I sometimes liked to see who had linked to it or copied it. The original server is no longer up, but I found a copy of it referenced on a site that sold exam papers. I can only presume that they were adding things that were automatically farmed via keywords or they're not familiar with history. I can't find the sale link any more, so either they took it down or the company itself is gone. But here is the original document. Yes, you could have paid money to a company for this paper on Mark Twain.

http://faculty.winthrop.edu/kosterj/archives/WRIT102/marktwain.htm

So Mark Twain was a Jew raised by Native Americans who wrote secret messages to chefs through his books?

That has to be a joke.

That reminds me... once a kid used an Onion article for his current event essay.
 
For example, Mark Twain once said "The reports of my death have been greatly exagerated." If we take the first letter of each word in this quote, TROMDHBGE, then translate by one letter so that A->B, B->C, etc. We get USPNEICHF. Rearranging, his message was "U Spin, Chef". Similar tricks can be applied to many of Twain's passages.
2char
 
So Mark Twain was a Jew raised by Native Americans who wrote secret messages to chefs through his books?

That has to be a joke.

Yes the original page (unadorned, never submitted to a search site as was more necessary back then, unlinked to by the creator from any other site), was a joke of sorts.

But it still got picked up and was available on a "for fee" term paper site. So some of these places aren't even paying for the source material. It might just be automated collection. Maybe looking for any pages called "A history of..."?
 
I'm not going to say that it's true that people from the area of the subcontinent cheat more than other students, but I can confirm that, in my experience, they certainly have that reputation.
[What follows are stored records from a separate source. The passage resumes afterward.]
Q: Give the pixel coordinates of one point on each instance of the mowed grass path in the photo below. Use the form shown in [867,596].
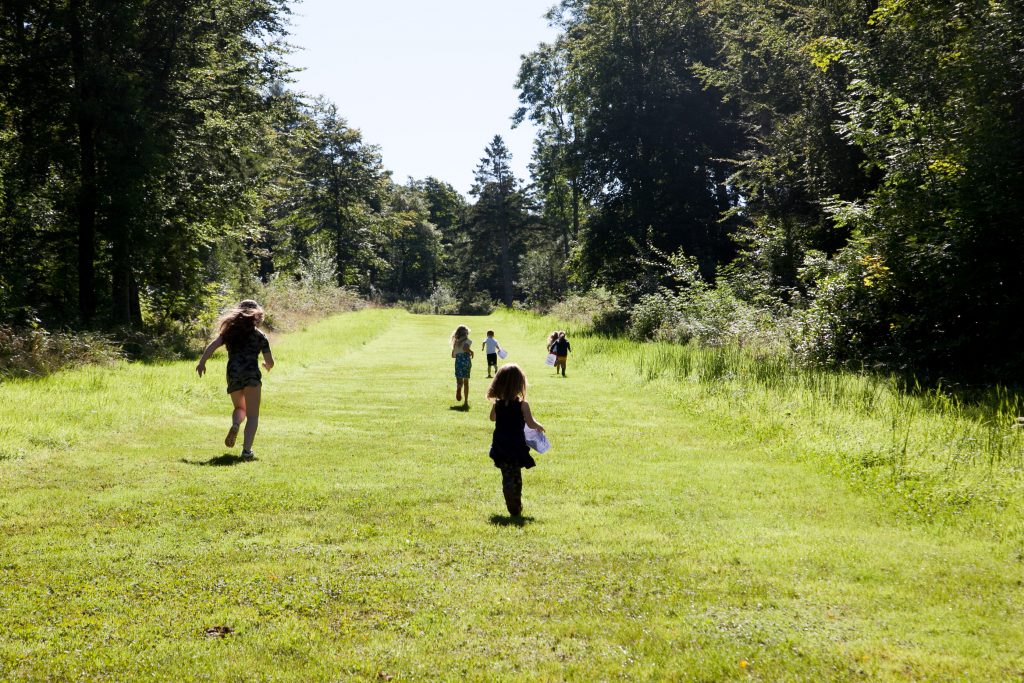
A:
[369,541]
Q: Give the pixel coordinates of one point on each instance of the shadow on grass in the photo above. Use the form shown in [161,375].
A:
[506,520]
[225,460]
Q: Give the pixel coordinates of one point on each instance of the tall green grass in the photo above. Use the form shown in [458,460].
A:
[937,453]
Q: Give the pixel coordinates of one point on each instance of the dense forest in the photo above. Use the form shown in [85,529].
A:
[841,178]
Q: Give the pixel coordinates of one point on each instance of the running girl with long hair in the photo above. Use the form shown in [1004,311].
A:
[239,331]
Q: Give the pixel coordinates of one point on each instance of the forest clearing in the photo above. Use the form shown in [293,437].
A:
[673,532]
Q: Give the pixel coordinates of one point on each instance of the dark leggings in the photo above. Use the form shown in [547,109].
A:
[512,487]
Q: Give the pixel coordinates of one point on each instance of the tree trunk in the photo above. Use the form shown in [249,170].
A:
[121,282]
[87,195]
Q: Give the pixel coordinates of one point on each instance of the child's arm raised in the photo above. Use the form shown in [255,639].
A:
[528,418]
[213,346]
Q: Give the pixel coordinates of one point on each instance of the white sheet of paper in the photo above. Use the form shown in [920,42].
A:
[537,440]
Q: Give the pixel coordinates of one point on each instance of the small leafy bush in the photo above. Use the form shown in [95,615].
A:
[597,310]
[35,352]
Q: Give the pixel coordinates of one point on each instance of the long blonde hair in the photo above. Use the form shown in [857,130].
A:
[461,334]
[240,321]
[509,384]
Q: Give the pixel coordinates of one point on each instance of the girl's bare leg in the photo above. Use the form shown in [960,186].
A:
[239,401]
[238,415]
[252,396]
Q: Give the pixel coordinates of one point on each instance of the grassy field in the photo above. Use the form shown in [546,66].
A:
[699,518]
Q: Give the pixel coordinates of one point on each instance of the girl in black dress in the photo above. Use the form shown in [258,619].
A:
[508,446]
[241,334]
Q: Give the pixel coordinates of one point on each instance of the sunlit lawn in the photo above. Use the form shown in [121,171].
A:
[670,535]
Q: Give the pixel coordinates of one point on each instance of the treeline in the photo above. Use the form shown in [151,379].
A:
[155,160]
[852,166]
[841,177]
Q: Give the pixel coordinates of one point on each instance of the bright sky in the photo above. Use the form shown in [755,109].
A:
[430,82]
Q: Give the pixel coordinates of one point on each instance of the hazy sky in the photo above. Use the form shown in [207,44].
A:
[430,82]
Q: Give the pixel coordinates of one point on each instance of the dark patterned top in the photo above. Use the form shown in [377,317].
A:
[508,445]
[243,357]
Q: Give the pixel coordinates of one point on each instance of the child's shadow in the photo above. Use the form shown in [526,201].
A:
[225,460]
[506,520]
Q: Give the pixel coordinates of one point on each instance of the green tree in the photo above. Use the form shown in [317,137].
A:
[499,218]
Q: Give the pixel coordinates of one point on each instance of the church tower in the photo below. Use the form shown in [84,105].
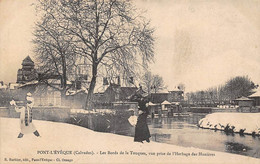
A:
[27,73]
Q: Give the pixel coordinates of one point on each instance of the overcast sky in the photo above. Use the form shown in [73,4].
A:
[201,43]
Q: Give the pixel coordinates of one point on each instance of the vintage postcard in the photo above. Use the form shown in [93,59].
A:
[129,81]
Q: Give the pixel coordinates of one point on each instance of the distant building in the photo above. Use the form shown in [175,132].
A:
[256,98]
[176,95]
[244,102]
[27,73]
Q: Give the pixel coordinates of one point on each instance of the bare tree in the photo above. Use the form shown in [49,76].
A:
[108,34]
[53,49]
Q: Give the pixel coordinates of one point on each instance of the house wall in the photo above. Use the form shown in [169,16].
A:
[245,103]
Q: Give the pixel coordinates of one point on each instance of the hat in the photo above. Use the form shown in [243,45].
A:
[29,94]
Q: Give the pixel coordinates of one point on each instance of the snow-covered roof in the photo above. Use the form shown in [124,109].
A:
[166,102]
[257,94]
[74,92]
[151,104]
[3,86]
[13,85]
[243,99]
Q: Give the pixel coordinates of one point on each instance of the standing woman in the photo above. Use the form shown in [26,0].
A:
[26,123]
[142,132]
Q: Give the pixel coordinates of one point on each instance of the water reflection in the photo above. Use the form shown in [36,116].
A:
[183,131]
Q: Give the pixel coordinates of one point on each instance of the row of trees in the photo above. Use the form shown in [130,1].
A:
[109,37]
[234,88]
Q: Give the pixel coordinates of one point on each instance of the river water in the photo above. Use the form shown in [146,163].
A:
[183,131]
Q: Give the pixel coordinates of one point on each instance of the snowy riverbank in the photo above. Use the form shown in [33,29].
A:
[243,123]
[65,143]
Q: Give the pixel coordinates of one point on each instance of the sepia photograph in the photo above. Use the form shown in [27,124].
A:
[130,81]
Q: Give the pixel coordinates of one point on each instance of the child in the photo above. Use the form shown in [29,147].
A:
[26,123]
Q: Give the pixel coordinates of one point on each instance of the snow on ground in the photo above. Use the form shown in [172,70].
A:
[65,143]
[250,122]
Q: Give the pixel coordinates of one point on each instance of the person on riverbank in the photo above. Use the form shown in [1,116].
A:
[26,123]
[142,132]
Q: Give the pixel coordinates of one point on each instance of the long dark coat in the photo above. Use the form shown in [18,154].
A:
[141,130]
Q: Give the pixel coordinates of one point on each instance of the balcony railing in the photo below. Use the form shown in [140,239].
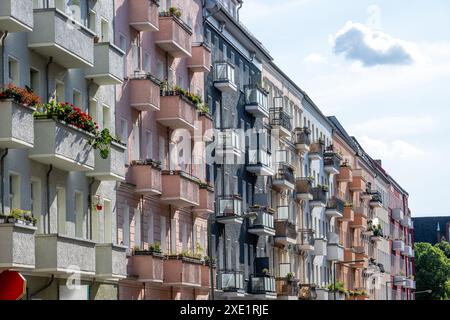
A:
[146,176]
[230,281]
[18,248]
[143,15]
[229,209]
[260,162]
[13,136]
[335,208]
[176,112]
[180,189]
[62,145]
[174,36]
[263,224]
[284,177]
[302,139]
[182,272]
[304,188]
[281,120]
[319,197]
[256,101]
[55,35]
[332,162]
[145,93]
[16,15]
[201,58]
[224,76]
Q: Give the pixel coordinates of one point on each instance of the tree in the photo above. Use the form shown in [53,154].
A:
[432,272]
[445,247]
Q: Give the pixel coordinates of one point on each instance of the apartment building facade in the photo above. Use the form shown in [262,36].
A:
[165,200]
[49,169]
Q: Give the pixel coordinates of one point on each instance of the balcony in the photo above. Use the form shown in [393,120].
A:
[284,178]
[398,245]
[287,289]
[55,35]
[319,197]
[16,15]
[305,241]
[406,221]
[147,178]
[18,251]
[182,272]
[263,285]
[376,200]
[256,102]
[60,254]
[397,214]
[260,162]
[145,93]
[179,189]
[230,210]
[177,112]
[359,220]
[111,168]
[229,144]
[206,204]
[320,247]
[335,208]
[108,65]
[358,183]
[224,77]
[345,174]
[263,224]
[302,139]
[231,283]
[17,129]
[316,151]
[143,15]
[111,262]
[281,121]
[285,229]
[64,146]
[332,162]
[201,58]
[303,187]
[408,252]
[174,36]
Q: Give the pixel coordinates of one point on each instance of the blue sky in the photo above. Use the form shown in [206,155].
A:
[383,68]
See i had never heard that stereotype before this year. And the irony is , that where i am there are all kinds of Ct's , for lack of a better term about the indian students.

I mean, on a personal level, they are all pretty good guys, so it sucks even worse to , on one hand not have any problem with a person. But on the other have a seething rage that they are pulling off around my marks with substantially less effort.

But half, to me any way, is a huge percentage. Especially for something like this. I don't think it has anything to do with race specifically, but maybe the type of people who would choose to take this course? ( i am going to school next year for full pharmacist, doing this to get a few credits that will transfer. And so is one other person, and i find that comparatively , we both take the course more seriously.)